Para José Roberto Afonso, economista do Ibre-FGV e professor do Instituto Brasiliense de Direito Público (IDP), são quatro medidas avulsas (ver tabela abaixo) e que, têm em comum "tentar" aumentar a arrecadação. "Nem sempre o governo tem conseguido transformar o que estima em arrecadação efetiva, ou porque a base de cálculo acaba depreciada pela recessão, ou porque os contribuintes compensam com outras medidas."

Das quatro novas mudanças tributárias que constam do Ploa de 2016, apenas a alteração do Imposto sobre Operações Financeiras (IOF), que volta a ser cobrado nas operações de crédito do Banco Nacional de Desenvolvimento Econômico e Social (BNDES), pode ser aplicada diretamente pelo Executivo. Tanto que já vale desde ontem, com base em decreto publicado e que estabelece alíquota de 0,38% no momento da realização da operação mais 0,0041% ao dia limitado a 365 dias (1,5%).

De acordo com o governo, a medida deve render R$ 3 bilhões em arrecadação no ano que vem. O coordenador-geral de tributação da Receita, Fernando Mombelli, não informou qual será o efeito do novo IOF nos cofres públicos deste ano. Segundo a Receita, somente novas operações de crédito serão afetadas.

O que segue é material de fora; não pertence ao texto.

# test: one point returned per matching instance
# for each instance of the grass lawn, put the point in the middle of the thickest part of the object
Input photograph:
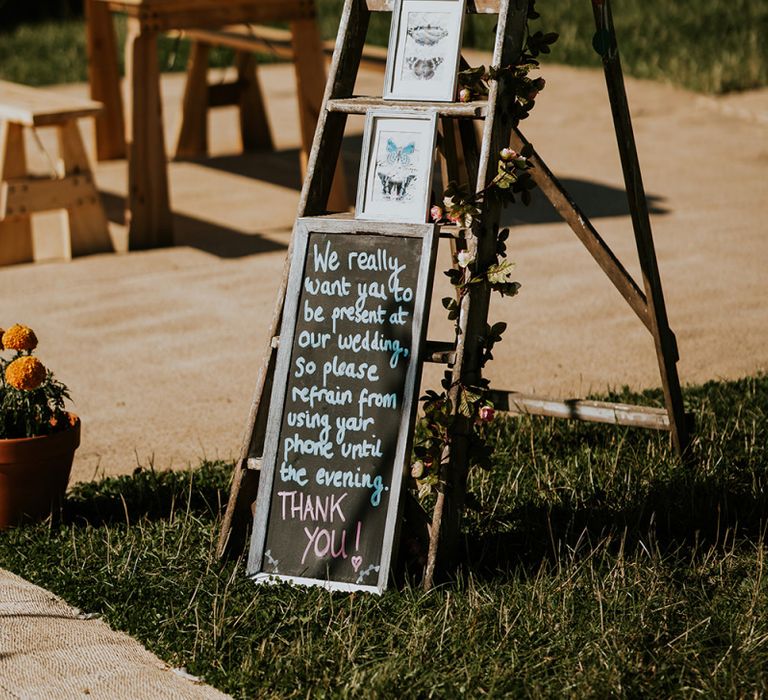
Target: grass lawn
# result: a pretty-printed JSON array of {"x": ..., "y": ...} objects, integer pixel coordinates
[
  {"x": 596, "y": 565},
  {"x": 709, "y": 45}
]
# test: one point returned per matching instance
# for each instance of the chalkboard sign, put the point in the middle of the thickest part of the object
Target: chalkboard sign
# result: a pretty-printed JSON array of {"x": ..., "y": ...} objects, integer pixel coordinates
[{"x": 343, "y": 403}]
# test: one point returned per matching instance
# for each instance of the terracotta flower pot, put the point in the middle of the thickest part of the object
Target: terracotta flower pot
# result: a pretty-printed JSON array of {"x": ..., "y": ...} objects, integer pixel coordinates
[{"x": 34, "y": 473}]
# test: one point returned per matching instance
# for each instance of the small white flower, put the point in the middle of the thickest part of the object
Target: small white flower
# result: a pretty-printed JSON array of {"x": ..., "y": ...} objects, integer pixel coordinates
[{"x": 465, "y": 258}]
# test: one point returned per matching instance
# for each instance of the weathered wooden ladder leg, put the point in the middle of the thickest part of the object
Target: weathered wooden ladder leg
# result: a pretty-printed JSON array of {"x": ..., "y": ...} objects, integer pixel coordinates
[
  {"x": 481, "y": 244},
  {"x": 664, "y": 338},
  {"x": 326, "y": 148}
]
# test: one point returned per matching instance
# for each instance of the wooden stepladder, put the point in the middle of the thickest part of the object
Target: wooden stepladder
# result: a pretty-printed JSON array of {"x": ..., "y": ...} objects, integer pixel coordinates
[{"x": 466, "y": 159}]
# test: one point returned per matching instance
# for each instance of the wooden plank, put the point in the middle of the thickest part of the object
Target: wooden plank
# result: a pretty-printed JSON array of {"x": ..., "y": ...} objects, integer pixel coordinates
[
  {"x": 473, "y": 313},
  {"x": 274, "y": 41},
  {"x": 309, "y": 67},
  {"x": 254, "y": 123},
  {"x": 87, "y": 222},
  {"x": 16, "y": 235},
  {"x": 489, "y": 7},
  {"x": 149, "y": 218},
  {"x": 159, "y": 17},
  {"x": 664, "y": 339},
  {"x": 225, "y": 94},
  {"x": 326, "y": 146},
  {"x": 104, "y": 81},
  {"x": 192, "y": 141},
  {"x": 361, "y": 104},
  {"x": 353, "y": 27},
  {"x": 586, "y": 232},
  {"x": 592, "y": 411},
  {"x": 32, "y": 106},
  {"x": 22, "y": 196}
]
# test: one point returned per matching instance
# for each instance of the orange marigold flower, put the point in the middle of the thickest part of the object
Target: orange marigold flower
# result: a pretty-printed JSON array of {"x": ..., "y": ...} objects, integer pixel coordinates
[
  {"x": 25, "y": 373},
  {"x": 19, "y": 337}
]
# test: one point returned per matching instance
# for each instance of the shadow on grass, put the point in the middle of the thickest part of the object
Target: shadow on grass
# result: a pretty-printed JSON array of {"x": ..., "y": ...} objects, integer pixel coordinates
[
  {"x": 636, "y": 494},
  {"x": 671, "y": 516},
  {"x": 150, "y": 494}
]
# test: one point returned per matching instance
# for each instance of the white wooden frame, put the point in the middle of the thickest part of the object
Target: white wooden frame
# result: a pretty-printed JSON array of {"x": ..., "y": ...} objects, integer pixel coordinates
[
  {"x": 377, "y": 123},
  {"x": 447, "y": 50},
  {"x": 304, "y": 227}
]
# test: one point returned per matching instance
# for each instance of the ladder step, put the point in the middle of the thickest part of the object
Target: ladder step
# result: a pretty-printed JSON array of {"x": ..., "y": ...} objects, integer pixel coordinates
[
  {"x": 360, "y": 105},
  {"x": 593, "y": 411},
  {"x": 440, "y": 352}
]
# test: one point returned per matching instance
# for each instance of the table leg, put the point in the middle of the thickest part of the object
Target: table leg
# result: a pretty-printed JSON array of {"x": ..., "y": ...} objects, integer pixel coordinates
[
  {"x": 104, "y": 79},
  {"x": 149, "y": 219},
  {"x": 309, "y": 64},
  {"x": 16, "y": 231}
]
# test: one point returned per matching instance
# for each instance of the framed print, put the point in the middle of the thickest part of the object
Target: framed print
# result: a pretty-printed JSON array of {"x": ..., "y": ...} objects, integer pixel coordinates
[
  {"x": 396, "y": 166},
  {"x": 424, "y": 48}
]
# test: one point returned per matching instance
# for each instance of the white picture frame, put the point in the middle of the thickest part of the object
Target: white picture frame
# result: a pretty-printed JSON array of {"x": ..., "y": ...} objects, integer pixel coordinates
[
  {"x": 424, "y": 50},
  {"x": 396, "y": 166}
]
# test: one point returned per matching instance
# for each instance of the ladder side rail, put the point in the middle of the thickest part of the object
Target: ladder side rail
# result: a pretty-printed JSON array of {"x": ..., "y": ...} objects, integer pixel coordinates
[
  {"x": 664, "y": 339},
  {"x": 554, "y": 191},
  {"x": 326, "y": 147},
  {"x": 481, "y": 244}
]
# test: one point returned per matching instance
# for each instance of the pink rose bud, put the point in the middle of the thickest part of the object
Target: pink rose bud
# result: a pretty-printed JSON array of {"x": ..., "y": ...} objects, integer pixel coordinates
[
  {"x": 487, "y": 413},
  {"x": 464, "y": 259},
  {"x": 417, "y": 469},
  {"x": 507, "y": 154}
]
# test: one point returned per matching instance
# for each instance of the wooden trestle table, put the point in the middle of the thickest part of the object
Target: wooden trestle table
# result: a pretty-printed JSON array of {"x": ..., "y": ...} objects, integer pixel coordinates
[{"x": 148, "y": 212}]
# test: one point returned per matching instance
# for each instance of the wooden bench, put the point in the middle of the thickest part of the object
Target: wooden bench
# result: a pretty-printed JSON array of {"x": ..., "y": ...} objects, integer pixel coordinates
[
  {"x": 71, "y": 188},
  {"x": 245, "y": 91}
]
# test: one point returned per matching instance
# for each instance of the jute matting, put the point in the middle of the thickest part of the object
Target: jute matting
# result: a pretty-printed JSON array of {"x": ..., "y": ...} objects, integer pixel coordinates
[{"x": 49, "y": 649}]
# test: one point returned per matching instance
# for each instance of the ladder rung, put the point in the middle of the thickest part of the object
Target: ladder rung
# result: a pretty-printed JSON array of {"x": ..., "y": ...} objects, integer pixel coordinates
[
  {"x": 440, "y": 351},
  {"x": 254, "y": 463},
  {"x": 360, "y": 105},
  {"x": 478, "y": 6},
  {"x": 594, "y": 411}
]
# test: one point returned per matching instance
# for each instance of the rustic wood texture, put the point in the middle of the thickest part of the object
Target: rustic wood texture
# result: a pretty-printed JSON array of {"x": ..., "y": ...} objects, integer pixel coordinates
[
  {"x": 104, "y": 80},
  {"x": 84, "y": 216},
  {"x": 473, "y": 316},
  {"x": 360, "y": 105},
  {"x": 583, "y": 228},
  {"x": 192, "y": 140},
  {"x": 30, "y": 106},
  {"x": 165, "y": 15},
  {"x": 15, "y": 233},
  {"x": 326, "y": 148},
  {"x": 664, "y": 339},
  {"x": 578, "y": 409},
  {"x": 276, "y": 42},
  {"x": 309, "y": 66},
  {"x": 150, "y": 224},
  {"x": 254, "y": 123},
  {"x": 490, "y": 7}
]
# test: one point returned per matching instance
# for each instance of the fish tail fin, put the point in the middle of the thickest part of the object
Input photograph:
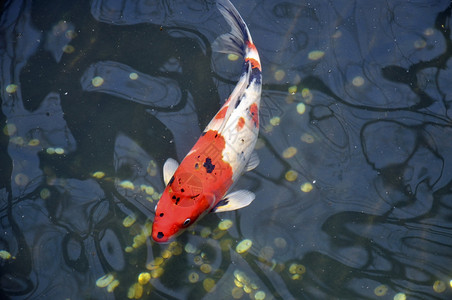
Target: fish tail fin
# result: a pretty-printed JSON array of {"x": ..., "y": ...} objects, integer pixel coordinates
[{"x": 239, "y": 40}]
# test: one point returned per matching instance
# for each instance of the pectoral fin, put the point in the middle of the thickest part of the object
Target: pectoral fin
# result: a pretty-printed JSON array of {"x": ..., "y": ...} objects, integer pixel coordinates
[
  {"x": 169, "y": 168},
  {"x": 253, "y": 162},
  {"x": 234, "y": 200}
]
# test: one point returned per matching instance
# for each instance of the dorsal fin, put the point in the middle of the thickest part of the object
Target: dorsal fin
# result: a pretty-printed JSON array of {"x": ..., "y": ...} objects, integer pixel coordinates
[
  {"x": 169, "y": 168},
  {"x": 235, "y": 95}
]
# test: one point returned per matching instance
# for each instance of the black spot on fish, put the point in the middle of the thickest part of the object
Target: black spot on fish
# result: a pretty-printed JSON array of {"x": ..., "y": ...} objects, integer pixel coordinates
[
  {"x": 208, "y": 165},
  {"x": 238, "y": 102}
]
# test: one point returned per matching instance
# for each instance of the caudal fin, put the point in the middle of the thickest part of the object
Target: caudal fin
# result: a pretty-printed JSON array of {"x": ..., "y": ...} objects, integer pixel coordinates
[{"x": 237, "y": 40}]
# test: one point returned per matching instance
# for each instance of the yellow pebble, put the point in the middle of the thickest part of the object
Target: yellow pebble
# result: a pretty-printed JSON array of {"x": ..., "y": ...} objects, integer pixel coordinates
[
  {"x": 244, "y": 246},
  {"x": 189, "y": 248},
  {"x": 144, "y": 278},
  {"x": 238, "y": 283},
  {"x": 97, "y": 81},
  {"x": 225, "y": 244},
  {"x": 439, "y": 286},
  {"x": 306, "y": 187},
  {"x": 316, "y": 55},
  {"x": 126, "y": 184},
  {"x": 293, "y": 268},
  {"x": 247, "y": 289},
  {"x": 177, "y": 250},
  {"x": 218, "y": 234},
  {"x": 381, "y": 290},
  {"x": 237, "y": 292},
  {"x": 307, "y": 95},
  {"x": 205, "y": 268},
  {"x": 111, "y": 287},
  {"x": 139, "y": 240},
  {"x": 225, "y": 224},
  {"x": 193, "y": 277},
  {"x": 301, "y": 108},
  {"x": 135, "y": 291},
  {"x": 129, "y": 220},
  {"x": 166, "y": 254},
  {"x": 291, "y": 175},
  {"x": 104, "y": 280},
  {"x": 197, "y": 260},
  {"x": 156, "y": 273},
  {"x": 295, "y": 276},
  {"x": 208, "y": 284},
  {"x": 290, "y": 152}
]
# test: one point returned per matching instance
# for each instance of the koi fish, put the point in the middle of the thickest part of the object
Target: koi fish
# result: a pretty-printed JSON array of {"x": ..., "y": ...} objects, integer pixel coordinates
[{"x": 201, "y": 183}]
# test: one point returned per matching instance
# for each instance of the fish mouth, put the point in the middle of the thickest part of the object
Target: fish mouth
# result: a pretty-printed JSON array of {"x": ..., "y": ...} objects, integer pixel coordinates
[{"x": 160, "y": 237}]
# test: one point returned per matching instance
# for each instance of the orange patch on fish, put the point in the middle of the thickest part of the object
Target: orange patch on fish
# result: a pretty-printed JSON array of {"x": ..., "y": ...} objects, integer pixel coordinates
[
  {"x": 197, "y": 185},
  {"x": 254, "y": 63},
  {"x": 240, "y": 123},
  {"x": 254, "y": 113}
]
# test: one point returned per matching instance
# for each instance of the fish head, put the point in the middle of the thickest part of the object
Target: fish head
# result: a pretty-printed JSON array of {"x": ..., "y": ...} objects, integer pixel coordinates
[{"x": 176, "y": 211}]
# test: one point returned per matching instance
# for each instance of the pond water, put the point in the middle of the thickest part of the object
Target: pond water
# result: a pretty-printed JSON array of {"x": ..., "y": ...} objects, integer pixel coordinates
[{"x": 354, "y": 189}]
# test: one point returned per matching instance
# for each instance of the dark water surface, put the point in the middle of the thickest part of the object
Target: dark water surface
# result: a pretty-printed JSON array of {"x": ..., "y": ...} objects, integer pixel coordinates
[{"x": 354, "y": 189}]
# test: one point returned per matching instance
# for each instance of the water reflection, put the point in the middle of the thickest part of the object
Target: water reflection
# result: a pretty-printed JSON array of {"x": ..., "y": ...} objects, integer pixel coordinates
[{"x": 96, "y": 96}]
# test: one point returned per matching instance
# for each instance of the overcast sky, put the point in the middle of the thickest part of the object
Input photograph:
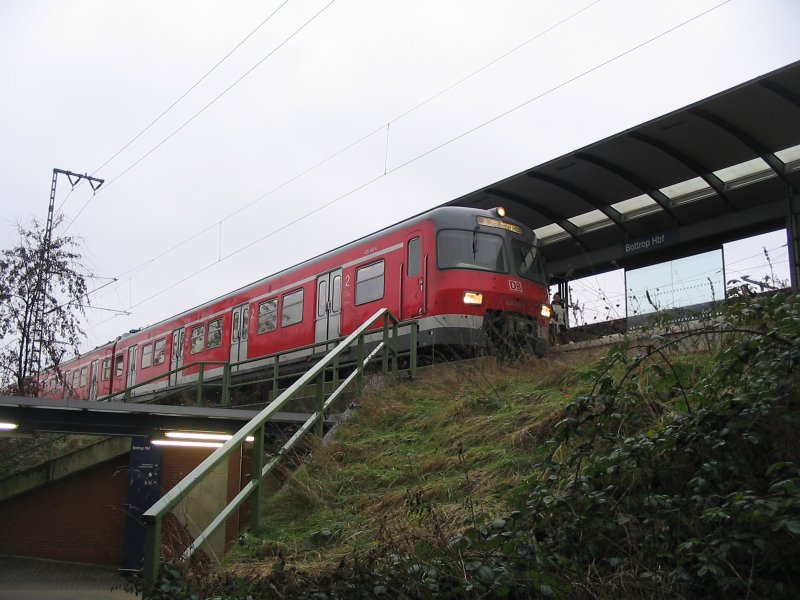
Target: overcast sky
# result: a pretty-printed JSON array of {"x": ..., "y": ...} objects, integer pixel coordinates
[{"x": 238, "y": 166}]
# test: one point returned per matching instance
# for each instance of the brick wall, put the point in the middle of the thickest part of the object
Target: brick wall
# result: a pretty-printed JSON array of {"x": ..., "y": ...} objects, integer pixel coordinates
[{"x": 81, "y": 518}]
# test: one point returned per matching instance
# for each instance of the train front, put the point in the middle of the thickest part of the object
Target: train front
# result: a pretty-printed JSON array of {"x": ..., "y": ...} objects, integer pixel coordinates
[{"x": 490, "y": 287}]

Se tivesse se limitado à alteração de alíquotas, a mudança do IPI sobre bebidas quentes poderia ser aplicada por decreto. O governo, porém, quer mudar também a forma de tributação, o que depende da tramitação da MP 690, publicada na segunda-feira, explica o tributarista Sérgio Villanova Vasconcelos, do Machado Associados.

Segundo a Receita, antes havia um sistema de classificação complexo demais, que variava em uma escala de letras, de A a Z, dependendo do tipo da bebida. Além disso, eram consideradas diferentes variáveis. Agora, o método será mais simples. A alíquota de IPI vai variar de 10% (caso de vinhos, espumantes e sidras) até 30% (para uísques, vodcas, licores, gim e outros destilados). Não deve haver mais diferença de IPI entre bebidas nacionais e importadas e a Receita deixará de exigir o selo de produto industrializado no caso dos vinhos.

No sistema antigo, diz Vasconcelos, havia um teto de tributação para cada tipo de bebida. "Na prática, o valor devido do IPI deve até triplicar em alguns casos", diz o tributarista Júlio de Oliveira. Ele ressalta que a medida equipara estabelecimentos comerciais, como atacadistas e varejistas, à indústria, o que obriga esses segmentos a recolher o IPI dessa forma também. "Essa equiparação pode ser questionável juridicamente", diz.

Segundo a Receita, a principal receita "extra" prevista para 2016 deve vir do fim da alíquota zero de PIS/Cofins sobre produtos de informática como computadores desktops, notebooks, tablets e smartphones, entre outros. O objetivo do benefício, diz a Receita, era tornar os produtos mais acessíveis aos consumidores de baixa renda e também reduzir a entrada de produtos de forma ilegal no país.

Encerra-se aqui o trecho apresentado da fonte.